Oleh Usta. Muhammad Mukaddar
Pembina BKPRMI Kab. Buru
Pembina BKPRMI Kab. Buru
Persoalan
yang makin ramai dibicarakan di kalangan ilmuwan dunia saat ini adalah
pelestarian alam. Hal ini menjadi perhatian serius para ilmuwan karena beberapa
hal, Pertama, alam merupakan manusia dalam bentuk yang besar sehingga
menjaga, memelihara dan mengetahuinya sama halnya dengan mengetahui jati diri
manusia itu sendiri. Pendapat ini lebih banyak dipelopori oleh kalangan filosof
yang beraliran tasawuf, seperti Ibnu ‘Arabi (w.1240 M), kelompok Ikhwa>n al
S{afa> (pertengahan abad ke sepuluh masehi), Jalaludin Rumi (w.1273 M),
Sachiko Murata (seorang guru besar yang berasal dari Jepang lahir pada tahun 1943
M) dan lain-lain. Kedua, alam merupakan sumber utama kehidupan bagi
manusia, sehingga memelihara dan merawatnya merupakan tanggung jawab manusia
secara bersama-sama. Pendapat ini dianut oleh sebagian filosof barat seperti
Arne Naes (1973), Tu Wei Ming (1989), bahkan di kalangan umat hindu sendiri
menganut pendapat serupa. Ketiga, alam merupakan manifestasi-manifestasi
Tuhan (Allah swt) sehingga menjaga, merawat dan memeliharanya sama halnya
dengan memelihara simbol-simbol Tuhan, sebaliknya merusaknya berarti merusak
kebesaran Tuhan itu sendiri. Diantara yang memiliki pandangan ini adalah Mawil
Izzi Dien (1990), seorang asisten Guru Besar pada Universitas King ‘Abdul ‘Aziz
di Saudi. Pendapat Mawil ini juga didasarkan pada QS al-Baqarah [2]: 115 yang
berbunyi
وَ لِلهِ الْمَشْرِقِ
وَ الْمَغْرِبِ فَأَيْنَمَا تُوَلُّوْا فَثَمَّ وَجْهُ اللهِ.

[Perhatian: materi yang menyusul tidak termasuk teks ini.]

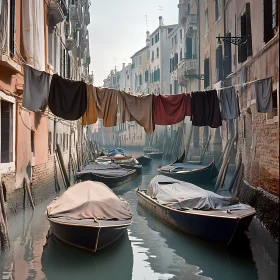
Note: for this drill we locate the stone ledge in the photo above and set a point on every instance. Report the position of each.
(266, 205)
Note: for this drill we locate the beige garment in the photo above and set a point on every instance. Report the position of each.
(90, 115)
(89, 200)
(136, 108)
(102, 102)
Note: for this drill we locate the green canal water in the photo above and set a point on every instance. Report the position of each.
(150, 250)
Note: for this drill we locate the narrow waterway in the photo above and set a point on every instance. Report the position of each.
(150, 250)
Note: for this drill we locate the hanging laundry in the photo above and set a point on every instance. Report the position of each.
(67, 99)
(229, 103)
(205, 109)
(171, 109)
(102, 104)
(136, 108)
(36, 89)
(263, 90)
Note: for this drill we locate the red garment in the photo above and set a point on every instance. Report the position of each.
(171, 109)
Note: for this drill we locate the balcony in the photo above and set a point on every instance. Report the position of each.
(76, 15)
(57, 11)
(191, 24)
(87, 18)
(186, 70)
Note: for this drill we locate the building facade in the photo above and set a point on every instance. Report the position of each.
(53, 37)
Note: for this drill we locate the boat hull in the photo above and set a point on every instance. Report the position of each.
(200, 175)
(220, 229)
(155, 155)
(111, 182)
(144, 161)
(87, 237)
(136, 167)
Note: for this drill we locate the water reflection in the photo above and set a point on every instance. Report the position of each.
(60, 261)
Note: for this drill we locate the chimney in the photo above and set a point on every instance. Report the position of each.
(160, 21)
(147, 38)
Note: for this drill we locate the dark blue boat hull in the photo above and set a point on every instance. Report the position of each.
(217, 229)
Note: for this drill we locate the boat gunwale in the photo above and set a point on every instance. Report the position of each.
(211, 164)
(145, 196)
(91, 226)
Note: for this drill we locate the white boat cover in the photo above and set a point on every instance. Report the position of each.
(183, 195)
(89, 200)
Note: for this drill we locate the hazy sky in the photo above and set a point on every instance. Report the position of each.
(118, 29)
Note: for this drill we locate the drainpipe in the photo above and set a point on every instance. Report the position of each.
(198, 21)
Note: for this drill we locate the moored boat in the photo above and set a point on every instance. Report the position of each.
(190, 173)
(88, 216)
(143, 160)
(110, 174)
(195, 211)
(155, 154)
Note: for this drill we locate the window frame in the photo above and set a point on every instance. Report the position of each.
(9, 166)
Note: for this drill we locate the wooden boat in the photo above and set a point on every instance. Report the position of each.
(111, 175)
(60, 261)
(73, 220)
(126, 162)
(148, 149)
(216, 225)
(143, 160)
(190, 173)
(181, 159)
(155, 154)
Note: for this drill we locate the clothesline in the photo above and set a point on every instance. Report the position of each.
(244, 84)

“dan kepunyaan Allah-lah timur dan barat, maka kemanapun kamu
menghadap disitulah wajah Allah”.
Oleh
karena itu tatkala melihat kemana saja seharusnya manusia bertasbih, karena ia
sedang berhadapan dengan wajah Allah swt yang Maha Besar, Maha Indah, Maha Pengampun
dan Maha Penyayang.
Pandangan
para ilmuwan diatas, baik dari kalangan Islam maupun non-Islam sedikit banyak
memberikan gambaran bahwa memelihara dan menjaga alam merupakan kewajiban
manusia bahkan kebutuhan yang tidak bisa dihindari. Pola interaksi yang
dibangun antara manusia dengan alam harus berbentuk interaksi yang bersifat mutualis
atau saling menguntungkan, yakni keberadaan manusia menguntungkan bumi dan
begitu sebaliknya keberadaan bumi menguntungkan manusia. Persoalan selanjutnya
yang muncul serta agak merusak pola interaksi antara manusia dengan alam ini
adalah pandangan antroposentris, yakni satu pandangan yang menempatkan
manusia sebagai satu-satunya pusat ekosistem sehingga memiliki kewenangan
secara total dalam mengeksploitasi alam. Pandangan ini tidak memiliki landasan
teologi (aqidah yang bersumber dari Allah swt) sehingga sikap manusia terhadap
alam, apapun bentuknya tidak berimplikasi pada dosa dan pahala. Alam
benar-benar ditempatkan pada strata yang paling rendah sehingga manusia bebas
berbuat apa saja termasuk mengeruk kekayaan yang ada didalamnya baik berupa
minyak, tembaga, perak, timah, emas, batu bara dan yang lainnya tanpa
memperhitungkan akibat buruk dari perilaku tersebut.
Meskipun
semua kekayaan alam ini disediakan oleh Allah swt untuk kebutuhan manusia,
namun manusia perlu berpikir dan bertanya, seberapa banyak ia membutuhkannya..?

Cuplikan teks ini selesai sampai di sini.